Indonesia murdered eight people. The time for being polite is over

Amid corruption allegations and political posturing, Australia’s neighbours have executed the Bali Nine pair and six others. In our reaction, we do not need to hold back for fear of being seen as arrogant westerners

Everyone was so polite. Not because they are naturally well-mannered, but because of a pragmatic judgment that to be “respectful” to Indonesia as a sovereign nation, respectful towards its judicial system, respectful to its political leaders, was the best way – the only way – to save two Australians from being taken out in the middle of the night and shot dead.

Now that has happened and we can stop being polite. During the 72-hour “notice period” given to the condemned men, Peter Morrissey, one of the lawyers for Andrew Chan and Myuran Sukumaran, said the “whole approach has been to try to be polite, try to engage. If we try arm-twisting [the Indonesian government] we lose. Pressure will result in death.”

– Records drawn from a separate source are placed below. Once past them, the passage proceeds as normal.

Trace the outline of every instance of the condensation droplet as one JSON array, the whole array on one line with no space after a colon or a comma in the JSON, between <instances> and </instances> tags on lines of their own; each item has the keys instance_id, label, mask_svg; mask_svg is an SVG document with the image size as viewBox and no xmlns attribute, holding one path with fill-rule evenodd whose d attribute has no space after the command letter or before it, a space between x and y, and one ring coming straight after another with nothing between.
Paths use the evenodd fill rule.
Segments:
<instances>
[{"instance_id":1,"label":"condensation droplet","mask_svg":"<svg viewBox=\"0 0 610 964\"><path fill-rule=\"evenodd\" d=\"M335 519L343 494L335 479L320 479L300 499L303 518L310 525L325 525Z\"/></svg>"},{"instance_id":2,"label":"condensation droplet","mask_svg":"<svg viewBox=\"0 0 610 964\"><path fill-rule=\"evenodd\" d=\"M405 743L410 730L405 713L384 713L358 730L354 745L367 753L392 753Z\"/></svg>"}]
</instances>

The Australian government performed the same dance. Apart from a cringeworthy moment from Tony Abbott when he asked Indonesia to “reciprocate” for Australia’s generosity after the 2004 tsunami by sparing the men, public pronouncements have been restrained. Not deferential, exactly, but careful to avoid criticism for fear it would be counterproductive.

There was never a guarantee that pleas for mercy would work, of course, and they didn’t. Just after midnight, Sukumaran, 34, and Chan, 31, were gunned down by firing squad on the prison island of Nusa Kambangan. Six other people were also shot in this “batch”, as it’s known, including five more foreign citizens.

Now we can say what these deaths were – the torture and murder of human beings by a neighbouring state. We do not need to spare feelings for fear of being seen as arrogant westerners or hold back because Australia is so far from perfect – witness our treatment of asylum seekers, witness the outrage of phone tapping the former Indonesian president’s wife.

Nothing excuses what Indonesia has done. This was about domestic politics and president Widodo’s determination to be tough in the face of foreign pressure.

There was a moratorium on capital punishment in Indonesia for four years. In 2013 it was lifted because of a “drugs emergency”. Widodo announced late last year he would reject the clemency bids of all 64 drug dealers on death row before he had even seen them.

If we told the truth, we would say that Indonesian attorney general HM Prasetyo has seemed to relish his role. It was repulsive for him to announce that the date of the execution would be put back so it wouldn’t clash with an Asian African conference because “it doesn’t look good when we have guests to shoot them [the prisoners]”, as if would look just fine some other time.

Prasetyo scoffed at legal appeals and predicted they would fail before they were heard. He saw nothing morally questionable in his argument that even if Chan and Sukumaran won their constitutional court case challenging the president’s clemency deliberations – a case set down for 12 May – it wouldn’t have mattered because it wouldn’t be retrospective. “I hear they’re going to challenge to the constitutional court. Go ahead!” he mocked. Several of those executed had legal appeals still under way, which Prasetyo dismissed as “buying time”.

At the last minute, there were corruption allegations so serious that to execute someone without investigating them is a moral crime, if not a legal one.